Russia has long and increasingly fulminated against US missile emplacements in Northeast Asia considering them a threat to which it will respond by placing more Russian missiles in Asia. While this supposed threat is one strong motive for the Russo-Chinese alliance; it also justifies Moscow’s alliance with Pyongyang and support for its proliferation. But Russian missile deployments in Asia, given its alliances, merely generate intensified South Korean and Japanese threat perceptions to which both those governments and the US must respond, further discomfiting China. So, here China’s “escalation control” over North Korea and Russia also diminishes leaving it trapped in an escalating arms race across Northeast Asia.

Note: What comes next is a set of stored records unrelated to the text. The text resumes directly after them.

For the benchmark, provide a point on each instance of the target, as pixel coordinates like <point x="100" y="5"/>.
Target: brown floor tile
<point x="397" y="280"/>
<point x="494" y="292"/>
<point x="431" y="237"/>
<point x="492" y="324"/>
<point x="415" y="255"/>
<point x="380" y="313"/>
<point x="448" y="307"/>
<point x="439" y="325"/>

Finally, China now has two allies who regularly make cavalier nuclear threats to make everyone else take them seriously. The frequent, almost daily Russian nuclear threats through 2024 represent a conscious strategy to deter the West from helping Ukraine. But beyond that, it appears that there is a discernible domestic faction that sees nuclear weapons—or at least tactical nuclear weapons—as warfighting instruments that should actually be used. Until now China’s steadfast opposition to nuclear weapons use has helped stay their hand. However, a deeper look at alliance relations among these three states reveals potentially disturbing trends.
We have long known that for Russia, nuclear weapons are a talisman of its great global power status. This veritable obsession with status grips Russian political actors across the board. Moreover, as I’ve argued earlier, one reason for Russia’s many resorts to force, not only in Ukraine, is to prove to China and itself that it truly is a great power that is worthy of alliance with China (Bundnisfahig in German). Thus it has loosened the conditions of its deterrence and if facing a catastrophic defeat (which in Ukraine is any defeat), especially if supported by Western deliveries of conventional missiles capable of attacking Russia, will face severe internal pressures for nuclear use.
In addition, one key point of the Russo-North Korea treaty is that it allowed Russia to compensate for its rising dependence on China to prosecute the war in Ukraine. Observers report that one reason China is uneasy about this treaty is that it reduces its leverage on North Korea. But it also arguably reduces its leverage on Russia who now has a new ally or partner in Northeast Asia. This treaty offers Russia an opportunity to act independently of China in Asia thereby asserting itself as the great Asian power that it wishes to see in the mirror. Since it does the same thing for North Korea, for both powers it represents a way to enlarge their sphere of discretion vis-à-vis China more closely to them because of its anxiety about losing control or leverage over its partners if not allies at a time of growing American pressure on China. Thus, this treaty seemingly reduces Beijing’s “escalation control” over them, allowing them to act more provocatively and freely while China, who has found that it has no other reliable alternatives, must accept their behavior.
Conclusion
Therefore, if we examine these alliance and deterrence dynamics closely, we find some disturbing parallels to the Hohenzollern-Hapsburg double alliance of World War I where both powers trapped themselves and Europe in their obsession with showing everyone else that they were true great powers who would not be elbowed out of their place in the sun. China has thus found that it has no partners or allies other than these states. It now tries to exercise a measure of leverage to prevent them from behaving excessively provocatively or recklessly lest it and they all be driven into a cauldron of fire against their interests. Thus, as stated above, if we ignore these three states’ alliance and deterrence dynamics, we do so at our genuine peril.
- [1]
Alexander Lanoszka, “Military Alliance in the Twenty-First Century,” Polity, 1st edition (March 21, 2022).